Bigger firms spend more on outside counsel – 70 percent of those surveyed spend between $10 million and $25 million annually, compared with $2 million-$10 million for the bulk of mid-market respondents. As a result, they often get better deals from law firms.

But that doesn’t mean they are more disciplined about costs, the survey shows. Firms with assets greater than $10 billion are significantly less likely to actively manage their legal spending or monitor expenses across the organization. Twenty-two percent say they make no effort to manage fees, even though around the same amount, 20 percent, said they are “often shocked” by the size of their legal invoices.

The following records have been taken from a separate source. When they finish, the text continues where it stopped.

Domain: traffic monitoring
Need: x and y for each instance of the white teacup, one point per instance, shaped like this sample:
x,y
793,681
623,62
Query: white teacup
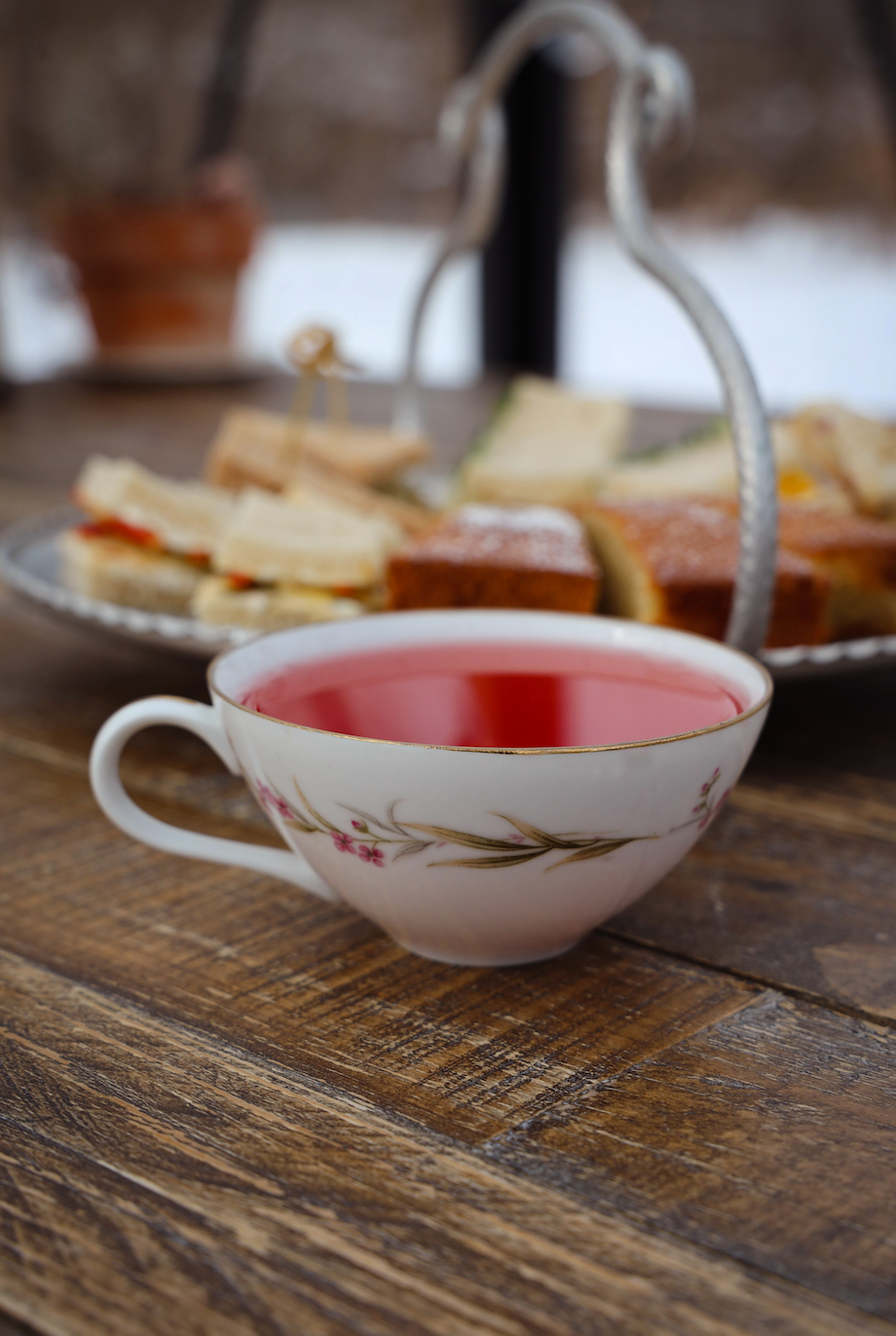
x,y
410,835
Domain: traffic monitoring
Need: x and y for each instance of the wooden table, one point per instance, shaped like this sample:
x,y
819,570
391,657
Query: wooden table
x,y
227,1106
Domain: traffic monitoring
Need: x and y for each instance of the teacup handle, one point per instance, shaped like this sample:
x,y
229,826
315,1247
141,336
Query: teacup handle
x,y
125,812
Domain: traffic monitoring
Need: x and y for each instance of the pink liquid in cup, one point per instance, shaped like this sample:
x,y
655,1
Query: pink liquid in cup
x,y
497,695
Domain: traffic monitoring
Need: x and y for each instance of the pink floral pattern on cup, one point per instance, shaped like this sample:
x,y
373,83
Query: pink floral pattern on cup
x,y
526,842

Such behavior can lead to unwelcome surprises. Seven of 10 large firms reported billing that was either unnecessary or redundant. And more than half (55 percent) said higher than expected invoices cause them to reforecast budgets, “which leads to widespread friction among legal, finance and investment teams,” according to the report.

A smaller portion of mid-market firms (41 percent) reported that they had to reforecast budgets due to surprise bills, and only 4 percent said they don’t actively manage legal costs.

Here, smaller size is an advantage. Mid-market firms tend to monitor the situation much more closely. More than 7 of 10 mid-market firms have formal budgeting procedures for legal costs, compared with five of 10 for large firms. This explains why 20 percent of the big firms say they plan to start budgeting in the coming months.

Though they are often surprised by hefty legal bills, bigger firms typically have more bargaining power when it comes to negotiating legal fees.

According to the survey, the average size of an acquisition for large PE firms averages $724 million and produces legal expenses of $410,000. By contrast, mid-market firms’ acquisitions average $455 million, and cost $331,000.

Survey costs are a growing concern for both mid-market and large firms, the survey shows. Among mid-market firms, 54 percent expect their legal spend to decrease this year, compared with 38 percent for large firms.